For children you have three paths. The first is to help them realize that cooperating with those around them and being productive is the most effective long-term strategy for pursuing their happiness. The second is to convince them that the entire world is a bunch of screw-ups that are only vaguely kept in order through threat of violence. The third is to let them screw up and take their lumps. Of the three, the second is actually the one most likely to result in violent, oppressive, and harmful adults.
Wake up - the future is arriving faster than you think.
This is typical of the conservative punitive mind-set. It's also typical of people who don't learn: if they're doing something that doesn't work, their solution is to do it more and harder.
I am the parent of a teenager who, if we lived in Texas, might be subjected to this idiocy. The likely outcome if it were applied to her would be more resistance to authority, more risky behavior and a greater likelihood of catastrophic consequences, including inappropriate escalation of repression by dim-witted authorities.
Fortunately we live in a less pig-ignorant part of the country, so we were able to make other arrangements. They involved giving her more personal responsibility rather than imposing more restrictions and privacy invasions. For her this solution has worked. Another thing to keep in mind is that kids are different and what's medicine for one could well be poison for another. I don't trust a committee of state employees to be able to make this kind of assessment, and I trust them even less to make timely corrections if the approach isn't working.

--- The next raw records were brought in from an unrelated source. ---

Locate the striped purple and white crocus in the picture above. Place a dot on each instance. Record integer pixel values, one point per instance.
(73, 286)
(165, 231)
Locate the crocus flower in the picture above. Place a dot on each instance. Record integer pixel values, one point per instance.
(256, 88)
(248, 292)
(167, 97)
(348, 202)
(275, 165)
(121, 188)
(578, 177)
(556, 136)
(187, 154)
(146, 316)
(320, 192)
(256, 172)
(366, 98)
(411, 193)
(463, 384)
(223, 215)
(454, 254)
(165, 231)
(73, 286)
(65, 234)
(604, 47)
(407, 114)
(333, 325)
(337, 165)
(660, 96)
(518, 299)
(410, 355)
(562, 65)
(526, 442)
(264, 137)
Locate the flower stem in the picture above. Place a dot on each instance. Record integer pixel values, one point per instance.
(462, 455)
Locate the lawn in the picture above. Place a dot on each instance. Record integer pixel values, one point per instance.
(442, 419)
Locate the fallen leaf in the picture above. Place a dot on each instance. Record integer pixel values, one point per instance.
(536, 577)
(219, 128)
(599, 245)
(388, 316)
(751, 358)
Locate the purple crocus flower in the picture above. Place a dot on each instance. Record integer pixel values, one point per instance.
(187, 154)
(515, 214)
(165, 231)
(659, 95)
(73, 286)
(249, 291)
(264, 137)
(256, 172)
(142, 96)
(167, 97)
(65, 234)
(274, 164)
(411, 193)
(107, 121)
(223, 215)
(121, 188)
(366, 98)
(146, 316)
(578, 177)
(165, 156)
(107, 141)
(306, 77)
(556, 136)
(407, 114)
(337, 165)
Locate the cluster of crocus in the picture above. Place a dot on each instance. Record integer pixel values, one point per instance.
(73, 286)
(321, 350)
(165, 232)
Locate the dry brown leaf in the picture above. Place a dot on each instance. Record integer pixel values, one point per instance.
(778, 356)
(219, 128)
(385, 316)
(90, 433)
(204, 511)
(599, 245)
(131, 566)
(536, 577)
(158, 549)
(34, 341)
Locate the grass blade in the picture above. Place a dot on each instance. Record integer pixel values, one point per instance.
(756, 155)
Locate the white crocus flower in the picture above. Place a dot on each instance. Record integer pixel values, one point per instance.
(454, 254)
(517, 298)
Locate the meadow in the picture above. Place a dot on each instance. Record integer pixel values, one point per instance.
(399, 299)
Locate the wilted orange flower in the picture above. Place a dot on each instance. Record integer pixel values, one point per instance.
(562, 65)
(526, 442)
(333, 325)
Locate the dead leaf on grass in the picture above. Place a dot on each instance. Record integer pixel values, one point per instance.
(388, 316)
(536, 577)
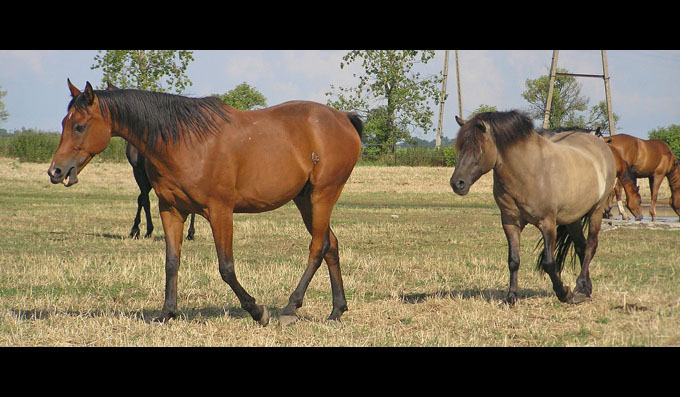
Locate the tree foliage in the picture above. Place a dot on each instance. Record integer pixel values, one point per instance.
(670, 135)
(4, 114)
(243, 97)
(567, 107)
(152, 70)
(393, 99)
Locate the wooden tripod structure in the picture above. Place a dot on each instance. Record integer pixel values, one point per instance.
(604, 76)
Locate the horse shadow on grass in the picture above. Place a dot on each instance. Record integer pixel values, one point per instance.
(489, 295)
(147, 316)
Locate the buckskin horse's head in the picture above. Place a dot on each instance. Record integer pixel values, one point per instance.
(85, 133)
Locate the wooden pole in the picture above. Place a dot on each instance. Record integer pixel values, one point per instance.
(460, 101)
(548, 101)
(607, 92)
(440, 126)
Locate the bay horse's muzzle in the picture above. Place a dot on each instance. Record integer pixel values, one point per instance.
(67, 176)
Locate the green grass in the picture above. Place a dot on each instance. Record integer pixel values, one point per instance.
(421, 267)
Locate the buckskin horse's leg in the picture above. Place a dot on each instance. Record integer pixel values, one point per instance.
(316, 215)
(512, 234)
(654, 185)
(222, 224)
(583, 284)
(549, 232)
(173, 225)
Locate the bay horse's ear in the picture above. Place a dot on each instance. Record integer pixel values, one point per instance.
(74, 90)
(89, 93)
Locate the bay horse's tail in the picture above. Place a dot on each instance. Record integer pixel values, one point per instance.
(356, 122)
(563, 245)
(674, 176)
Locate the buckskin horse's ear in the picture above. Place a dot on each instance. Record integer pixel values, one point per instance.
(89, 93)
(74, 90)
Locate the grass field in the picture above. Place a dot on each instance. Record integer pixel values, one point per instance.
(421, 267)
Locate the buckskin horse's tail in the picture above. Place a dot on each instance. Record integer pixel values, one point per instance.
(356, 122)
(563, 245)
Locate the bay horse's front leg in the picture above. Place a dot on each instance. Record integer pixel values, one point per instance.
(173, 225)
(549, 232)
(512, 234)
(654, 185)
(222, 224)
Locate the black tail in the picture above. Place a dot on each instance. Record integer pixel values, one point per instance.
(356, 122)
(563, 245)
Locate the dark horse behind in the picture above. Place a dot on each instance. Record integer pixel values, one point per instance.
(207, 158)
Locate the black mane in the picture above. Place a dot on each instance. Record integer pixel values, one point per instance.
(508, 128)
(155, 117)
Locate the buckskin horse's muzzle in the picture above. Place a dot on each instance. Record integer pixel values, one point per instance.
(66, 175)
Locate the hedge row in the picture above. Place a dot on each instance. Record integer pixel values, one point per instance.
(39, 147)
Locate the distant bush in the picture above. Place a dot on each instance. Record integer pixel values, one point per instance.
(445, 156)
(39, 147)
(670, 135)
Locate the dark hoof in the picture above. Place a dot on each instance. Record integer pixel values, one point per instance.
(565, 296)
(577, 297)
(510, 300)
(163, 317)
(264, 318)
(287, 320)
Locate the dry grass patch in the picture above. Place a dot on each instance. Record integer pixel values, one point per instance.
(421, 267)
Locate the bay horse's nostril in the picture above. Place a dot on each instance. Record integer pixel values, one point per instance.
(54, 172)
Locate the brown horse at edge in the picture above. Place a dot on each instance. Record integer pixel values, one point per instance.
(650, 159)
(207, 158)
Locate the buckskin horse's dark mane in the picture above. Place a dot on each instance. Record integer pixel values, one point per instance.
(508, 128)
(156, 117)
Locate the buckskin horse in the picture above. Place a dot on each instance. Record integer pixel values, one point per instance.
(650, 159)
(558, 184)
(624, 177)
(207, 158)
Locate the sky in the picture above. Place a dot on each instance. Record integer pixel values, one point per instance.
(645, 84)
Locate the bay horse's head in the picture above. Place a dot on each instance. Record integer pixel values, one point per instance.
(477, 150)
(85, 133)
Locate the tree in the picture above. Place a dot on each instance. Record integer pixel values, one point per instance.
(670, 135)
(243, 97)
(567, 107)
(153, 70)
(392, 98)
(4, 114)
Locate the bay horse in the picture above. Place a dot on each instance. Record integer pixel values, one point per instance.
(207, 158)
(650, 159)
(624, 177)
(137, 161)
(558, 184)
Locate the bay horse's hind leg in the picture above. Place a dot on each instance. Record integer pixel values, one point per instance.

What's lacking in all layers of the US government is adherence to the principle that people should be left alone unless they are doing something violent or predatory. Micromanagement like this is a symptom of deep pathology on the part of those doing the micro-managing. These idiots should be driven out of office and humiliated.
Get your teeth into a small slice: the cake of liberty
Right. Since the government gets held accountable for allowing children to choose to be screw-ups, it's very natural to see this kind of response from them. They're doing everything in their power to satisfy the public's demand that the government do the parenting.
And if the government is going to be held responsible for the welfare of the children, and if the government is later responsible for supporting those children when they become unemployed adults, then they really ought to be permitted to use this kind of method to help. After all, being responsible for all of the children in the nation is a big task. They need some sort of tool for identifying, tracking, and measuring the status of each one.
Of course, if this is not the sort of thing you want the government doing, then put the responsibility back on the parents. Don't make "no child left behind" the issue that decides your vote. Don't vote for candidates who support widespread welfare programs. Because this is the natural result of that sort of thinking.